What is data scraping in UiPath?
Data Scraping activity is used to scrape information from specific elements inside an application or web browser. The user can select one element and the Data Scraping activity will be able to scrape information for all such elements present in the window. Hence, it is useful to get data such as Title, Links, Numbers, etc.
Data Scraping in Amazon Using UiPath
We will learn how to scrape data from Amazon using UiPath RPA in this article. Amazon is an online shopping site that houses millions of data and hence contains a lot of information which can be useful for various purpose. We will search for mobiles and will scrape the product description, product name, and price. The search results will vary depending upon your country but the entire process will stay similar.

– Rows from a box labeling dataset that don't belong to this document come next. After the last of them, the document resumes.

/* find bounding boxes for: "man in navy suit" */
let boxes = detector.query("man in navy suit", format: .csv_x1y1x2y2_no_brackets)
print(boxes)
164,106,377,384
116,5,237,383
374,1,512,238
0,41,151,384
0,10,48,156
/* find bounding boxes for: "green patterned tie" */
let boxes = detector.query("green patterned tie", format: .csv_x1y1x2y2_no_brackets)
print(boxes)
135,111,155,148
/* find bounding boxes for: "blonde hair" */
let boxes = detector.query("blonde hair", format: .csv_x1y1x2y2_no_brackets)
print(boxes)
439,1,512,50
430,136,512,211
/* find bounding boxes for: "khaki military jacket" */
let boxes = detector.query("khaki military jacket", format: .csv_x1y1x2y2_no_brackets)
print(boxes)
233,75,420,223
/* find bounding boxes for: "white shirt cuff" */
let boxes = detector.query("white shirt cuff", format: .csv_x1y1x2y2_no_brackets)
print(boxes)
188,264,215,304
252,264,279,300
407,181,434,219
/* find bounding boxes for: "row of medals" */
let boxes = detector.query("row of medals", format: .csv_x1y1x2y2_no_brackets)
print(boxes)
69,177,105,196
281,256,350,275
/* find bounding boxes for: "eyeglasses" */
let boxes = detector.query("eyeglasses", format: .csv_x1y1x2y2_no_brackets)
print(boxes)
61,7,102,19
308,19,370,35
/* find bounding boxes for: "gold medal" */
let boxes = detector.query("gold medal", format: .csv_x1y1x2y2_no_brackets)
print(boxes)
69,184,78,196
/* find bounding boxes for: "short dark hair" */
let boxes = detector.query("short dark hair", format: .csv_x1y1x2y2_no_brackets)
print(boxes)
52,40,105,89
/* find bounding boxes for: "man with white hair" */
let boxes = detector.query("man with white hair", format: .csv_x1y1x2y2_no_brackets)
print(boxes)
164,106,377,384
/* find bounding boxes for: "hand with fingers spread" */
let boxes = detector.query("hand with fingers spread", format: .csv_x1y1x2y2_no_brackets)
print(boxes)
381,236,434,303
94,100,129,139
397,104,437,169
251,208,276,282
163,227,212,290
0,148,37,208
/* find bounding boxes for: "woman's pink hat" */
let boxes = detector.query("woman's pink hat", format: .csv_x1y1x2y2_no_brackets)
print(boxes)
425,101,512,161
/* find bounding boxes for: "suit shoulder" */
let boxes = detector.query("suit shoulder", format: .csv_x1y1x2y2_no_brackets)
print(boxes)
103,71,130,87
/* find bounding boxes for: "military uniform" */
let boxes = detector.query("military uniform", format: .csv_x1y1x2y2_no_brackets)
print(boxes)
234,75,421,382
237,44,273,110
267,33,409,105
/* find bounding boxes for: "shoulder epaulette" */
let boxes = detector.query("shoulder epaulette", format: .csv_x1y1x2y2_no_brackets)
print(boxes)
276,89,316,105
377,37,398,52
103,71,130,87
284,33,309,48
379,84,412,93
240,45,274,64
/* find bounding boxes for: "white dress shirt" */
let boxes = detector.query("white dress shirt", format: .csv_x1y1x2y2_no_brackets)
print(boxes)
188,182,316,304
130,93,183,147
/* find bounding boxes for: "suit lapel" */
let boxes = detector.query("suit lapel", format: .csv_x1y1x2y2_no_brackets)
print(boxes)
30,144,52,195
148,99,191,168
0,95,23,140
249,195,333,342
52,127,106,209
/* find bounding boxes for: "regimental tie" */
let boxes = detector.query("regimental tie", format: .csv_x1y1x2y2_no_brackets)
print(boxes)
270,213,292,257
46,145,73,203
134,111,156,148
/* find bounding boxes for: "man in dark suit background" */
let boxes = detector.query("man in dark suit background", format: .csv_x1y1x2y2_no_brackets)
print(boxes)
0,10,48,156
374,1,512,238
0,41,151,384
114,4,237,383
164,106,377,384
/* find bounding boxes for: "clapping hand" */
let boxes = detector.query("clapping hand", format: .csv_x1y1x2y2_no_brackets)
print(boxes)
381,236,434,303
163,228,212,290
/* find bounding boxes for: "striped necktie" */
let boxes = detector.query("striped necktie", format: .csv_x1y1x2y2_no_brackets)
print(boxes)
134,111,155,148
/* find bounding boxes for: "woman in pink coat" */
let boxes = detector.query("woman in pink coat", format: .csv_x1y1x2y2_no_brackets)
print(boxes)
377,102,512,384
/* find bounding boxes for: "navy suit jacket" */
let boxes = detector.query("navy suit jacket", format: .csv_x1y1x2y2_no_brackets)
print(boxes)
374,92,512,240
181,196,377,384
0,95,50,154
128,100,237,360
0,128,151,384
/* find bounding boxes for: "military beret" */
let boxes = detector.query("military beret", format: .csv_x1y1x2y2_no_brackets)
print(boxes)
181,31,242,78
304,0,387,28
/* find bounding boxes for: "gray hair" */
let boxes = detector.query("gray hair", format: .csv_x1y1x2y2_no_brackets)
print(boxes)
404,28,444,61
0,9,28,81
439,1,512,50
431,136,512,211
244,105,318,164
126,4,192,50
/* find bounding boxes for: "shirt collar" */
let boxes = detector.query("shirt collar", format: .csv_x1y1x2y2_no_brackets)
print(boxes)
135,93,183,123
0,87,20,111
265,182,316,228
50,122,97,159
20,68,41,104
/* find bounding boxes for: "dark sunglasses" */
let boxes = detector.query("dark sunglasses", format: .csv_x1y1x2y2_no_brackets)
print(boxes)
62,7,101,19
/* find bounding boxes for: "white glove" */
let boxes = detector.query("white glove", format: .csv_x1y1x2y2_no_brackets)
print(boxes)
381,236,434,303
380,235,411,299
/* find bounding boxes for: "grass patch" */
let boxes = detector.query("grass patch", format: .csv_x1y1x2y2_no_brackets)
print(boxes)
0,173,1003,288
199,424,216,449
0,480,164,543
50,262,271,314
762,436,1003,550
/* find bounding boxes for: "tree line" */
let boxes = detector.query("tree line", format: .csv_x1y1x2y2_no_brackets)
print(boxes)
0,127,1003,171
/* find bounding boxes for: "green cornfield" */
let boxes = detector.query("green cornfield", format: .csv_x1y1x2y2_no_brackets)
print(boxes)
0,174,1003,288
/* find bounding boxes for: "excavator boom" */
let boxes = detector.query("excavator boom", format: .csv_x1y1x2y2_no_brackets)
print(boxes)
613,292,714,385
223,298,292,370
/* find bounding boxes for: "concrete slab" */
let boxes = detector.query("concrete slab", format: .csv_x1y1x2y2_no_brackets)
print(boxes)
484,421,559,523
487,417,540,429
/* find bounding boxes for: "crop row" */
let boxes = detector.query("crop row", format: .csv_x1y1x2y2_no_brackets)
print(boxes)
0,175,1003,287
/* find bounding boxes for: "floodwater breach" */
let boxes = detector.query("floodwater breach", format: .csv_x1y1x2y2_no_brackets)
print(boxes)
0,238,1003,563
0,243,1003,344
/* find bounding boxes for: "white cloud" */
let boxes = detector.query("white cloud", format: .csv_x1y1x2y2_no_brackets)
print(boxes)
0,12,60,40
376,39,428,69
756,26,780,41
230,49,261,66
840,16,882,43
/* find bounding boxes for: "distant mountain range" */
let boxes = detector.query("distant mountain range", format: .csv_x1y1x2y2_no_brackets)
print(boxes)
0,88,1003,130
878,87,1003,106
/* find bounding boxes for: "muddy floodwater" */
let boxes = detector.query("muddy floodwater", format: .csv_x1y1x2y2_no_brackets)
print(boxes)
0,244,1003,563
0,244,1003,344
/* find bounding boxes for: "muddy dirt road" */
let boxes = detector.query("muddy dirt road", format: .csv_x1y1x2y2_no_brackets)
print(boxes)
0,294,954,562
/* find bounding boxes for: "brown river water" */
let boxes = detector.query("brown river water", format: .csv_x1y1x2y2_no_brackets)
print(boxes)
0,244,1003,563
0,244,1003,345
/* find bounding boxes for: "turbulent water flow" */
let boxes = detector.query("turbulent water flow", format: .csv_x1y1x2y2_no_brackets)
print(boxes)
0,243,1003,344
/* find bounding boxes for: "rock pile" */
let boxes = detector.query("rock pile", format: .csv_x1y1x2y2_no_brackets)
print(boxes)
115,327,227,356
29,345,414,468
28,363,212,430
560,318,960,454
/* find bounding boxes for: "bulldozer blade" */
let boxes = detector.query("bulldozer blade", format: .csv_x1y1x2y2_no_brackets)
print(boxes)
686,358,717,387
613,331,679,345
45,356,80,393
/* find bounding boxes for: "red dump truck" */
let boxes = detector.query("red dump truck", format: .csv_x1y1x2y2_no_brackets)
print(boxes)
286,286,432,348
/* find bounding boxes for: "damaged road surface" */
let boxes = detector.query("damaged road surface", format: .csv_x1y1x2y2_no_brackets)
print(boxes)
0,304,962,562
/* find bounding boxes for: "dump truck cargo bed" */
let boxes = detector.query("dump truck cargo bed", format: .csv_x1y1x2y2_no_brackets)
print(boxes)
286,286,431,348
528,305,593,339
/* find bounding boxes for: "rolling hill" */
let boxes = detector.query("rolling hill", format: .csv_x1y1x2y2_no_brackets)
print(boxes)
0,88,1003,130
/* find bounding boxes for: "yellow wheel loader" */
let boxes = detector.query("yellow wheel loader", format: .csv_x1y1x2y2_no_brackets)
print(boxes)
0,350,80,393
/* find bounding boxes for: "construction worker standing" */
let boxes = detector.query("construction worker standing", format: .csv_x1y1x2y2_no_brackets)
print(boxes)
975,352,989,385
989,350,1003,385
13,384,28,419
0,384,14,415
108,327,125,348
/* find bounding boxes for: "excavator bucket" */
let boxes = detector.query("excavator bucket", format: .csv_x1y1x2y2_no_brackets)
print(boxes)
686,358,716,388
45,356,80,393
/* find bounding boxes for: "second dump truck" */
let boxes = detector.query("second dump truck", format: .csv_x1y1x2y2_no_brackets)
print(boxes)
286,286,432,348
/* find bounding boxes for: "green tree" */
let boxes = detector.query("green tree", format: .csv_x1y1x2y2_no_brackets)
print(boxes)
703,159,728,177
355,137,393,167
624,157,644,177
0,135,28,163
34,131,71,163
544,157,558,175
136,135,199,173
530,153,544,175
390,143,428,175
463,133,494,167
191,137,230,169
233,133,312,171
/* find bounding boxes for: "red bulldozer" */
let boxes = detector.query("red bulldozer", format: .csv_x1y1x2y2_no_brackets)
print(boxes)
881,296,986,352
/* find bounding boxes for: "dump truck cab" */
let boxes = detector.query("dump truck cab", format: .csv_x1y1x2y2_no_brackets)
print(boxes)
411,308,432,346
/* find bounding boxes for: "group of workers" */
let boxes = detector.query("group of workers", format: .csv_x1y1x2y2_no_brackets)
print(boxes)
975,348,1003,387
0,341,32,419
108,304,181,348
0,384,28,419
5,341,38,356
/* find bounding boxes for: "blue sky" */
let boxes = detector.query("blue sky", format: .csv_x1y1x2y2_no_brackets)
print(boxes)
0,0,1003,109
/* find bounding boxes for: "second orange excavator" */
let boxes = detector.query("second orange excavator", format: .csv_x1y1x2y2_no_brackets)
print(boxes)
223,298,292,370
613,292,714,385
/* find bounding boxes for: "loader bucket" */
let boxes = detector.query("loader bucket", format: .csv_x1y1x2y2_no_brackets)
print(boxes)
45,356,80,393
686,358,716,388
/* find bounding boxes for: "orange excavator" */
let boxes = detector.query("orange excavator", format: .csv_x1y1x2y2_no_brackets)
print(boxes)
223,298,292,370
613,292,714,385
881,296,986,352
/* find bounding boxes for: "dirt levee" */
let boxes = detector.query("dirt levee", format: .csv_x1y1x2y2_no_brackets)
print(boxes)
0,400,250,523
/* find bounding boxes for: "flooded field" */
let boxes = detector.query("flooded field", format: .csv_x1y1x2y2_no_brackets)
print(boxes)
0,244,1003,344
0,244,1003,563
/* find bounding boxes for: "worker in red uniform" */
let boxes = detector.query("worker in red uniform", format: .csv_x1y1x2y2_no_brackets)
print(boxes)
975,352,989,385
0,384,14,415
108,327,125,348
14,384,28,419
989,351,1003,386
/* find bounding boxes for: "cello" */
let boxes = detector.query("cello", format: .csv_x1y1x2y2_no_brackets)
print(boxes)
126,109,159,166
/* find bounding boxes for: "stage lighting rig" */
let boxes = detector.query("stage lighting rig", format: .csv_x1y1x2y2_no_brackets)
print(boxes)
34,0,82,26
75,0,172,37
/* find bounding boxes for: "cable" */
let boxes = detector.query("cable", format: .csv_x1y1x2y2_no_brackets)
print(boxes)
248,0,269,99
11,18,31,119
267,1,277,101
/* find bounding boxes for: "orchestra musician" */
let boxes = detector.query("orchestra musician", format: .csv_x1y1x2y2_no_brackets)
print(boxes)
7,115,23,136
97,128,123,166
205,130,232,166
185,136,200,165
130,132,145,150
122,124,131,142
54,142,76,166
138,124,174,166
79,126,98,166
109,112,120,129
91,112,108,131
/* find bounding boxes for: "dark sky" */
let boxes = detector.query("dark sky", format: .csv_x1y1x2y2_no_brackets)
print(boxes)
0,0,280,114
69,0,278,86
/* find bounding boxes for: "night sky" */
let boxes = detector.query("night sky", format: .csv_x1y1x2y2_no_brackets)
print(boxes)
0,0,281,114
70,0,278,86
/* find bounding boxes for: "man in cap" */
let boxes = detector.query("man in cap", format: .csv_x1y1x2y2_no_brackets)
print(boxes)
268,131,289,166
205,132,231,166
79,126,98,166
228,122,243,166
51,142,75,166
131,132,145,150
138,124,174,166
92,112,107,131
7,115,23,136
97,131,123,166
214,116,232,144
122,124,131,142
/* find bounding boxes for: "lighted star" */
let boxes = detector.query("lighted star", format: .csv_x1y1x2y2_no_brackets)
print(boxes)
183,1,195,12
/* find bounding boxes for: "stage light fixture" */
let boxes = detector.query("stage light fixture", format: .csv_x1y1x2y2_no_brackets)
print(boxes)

To scrape product information, we need to open up each search result. To do this we can use Data Scraping to get all the URLs or use For Each Children. Each page has approx. 20 search results and to scrape information from all of them we can use Find Children and associate it with a Click activity.
In this tutorial, we will follow a Get Children instead of Data Scraping Activity. This is because Data Scraping fails to recognize all the search results as we will witness from the following section.
Using Data Scraping Wizard
- First, open Data Scraping Wizard and select the product name as the first item, as shown in the image. Similarly, select the second result.
- Upon successfully selecting the two search results, UiPath will be able to map all the search results present on that webpage and bring up the Configure Columns Dialog Box. In this, we need to Extract Text and Extract URL and will save them under different column names.
- The Data Scraping activity is unable to get all the search results as it is evident from the image. We will use Find Children as a workaround for this issue.
Using Find Children
- First, we need an Open Browser activity which will redirect to Amazon.in, where we need a Type Into activity to search for our required keyword.
- It is assumed that an Excel File containing a bunch of keywords are present, which we will read using Read Range and then create a For Each Row activity to loop through them.
- Then, we will type the keyword into Amazon’s search box, which will bring out the search results.
- To use Find Children, we need to identify the common element with which the search results are contained. For that, we will UI Explorer in UiPath.
- We will select the search title, which will give up the following information in UI Explorer.
- The class containing the element is a-size-medium a-color-base a-text-normal, we can confirm this by Indicating the second search result using UI Explorer.
- Now, we have found the required Filter to be used with Find Children. First, we will select the entire search result using Indicate on screen as shown in the image.
- Next, we will put out a class filter that we recognized using UI Explorer.
- The tag that we have added is an essential requirement for the filter selector to work correctly. If you observe UI Explorer closely, it shows the tag just below the properties panel under Target Element. The output is saved inside the Children variable.
- Another crucial property that requires to be altered is the Scope of the Children activity. We will change the value from FIND_CHILDREN to FIND_DESCENDANTS. This asks the Find Children activity to look for all the elements descending from that element we have put in as the filter.
- Next, we will use the For Each activity to loop through each item that was found.
- Now, we need to change the TypeArgument from Object to UiPath.Core.UiElement. If you are unable to find this Data Type, just select Browse for Types and select UiPath.Core.UiElement.
The final output will look like this.
- This is crucial as it allows the items inside the Children variable to be used as elements inside other activities. We will include a Click activity inside For Each which will click all the search results one by one.
- Now we need three Get Text activity, for each of the information that we need starting from Name followed by M.R.P, and then finally the Product Description.
- We can also get the URL of the product by using Get Attribute activity and passing the “URL” as the attribute to look for.
- We need to add this to a Data Table in order to write it to an Excel or CSV file. Using Add Data Row we will add all Get Text values into different columns like this. We have supplied a Data Table variable DToutput where the information will be saved.
- We also need a Go Back activity to navigate to the last page so that the next click can be performed.
- We need to Build a Data Table which will contain three columns and we will add this activity at the beginning of the workflow sequence.
- The search results span for multiple pages and hence we need to assign an activity that will help UiPath to navigate to the next page. We will simply assign a Click activity and point it to the Next Button.
- The entire scraped information can be saved into a local machine by using a Write/Append Range activity which can be included inside the For Each Children loop or within For Each Row loop but needs a Clear Data Table function to be placed with it to make sure the same data is not being written multiple times.
The final output looks similar to the image above.
Note: This article is only for learning purposes only.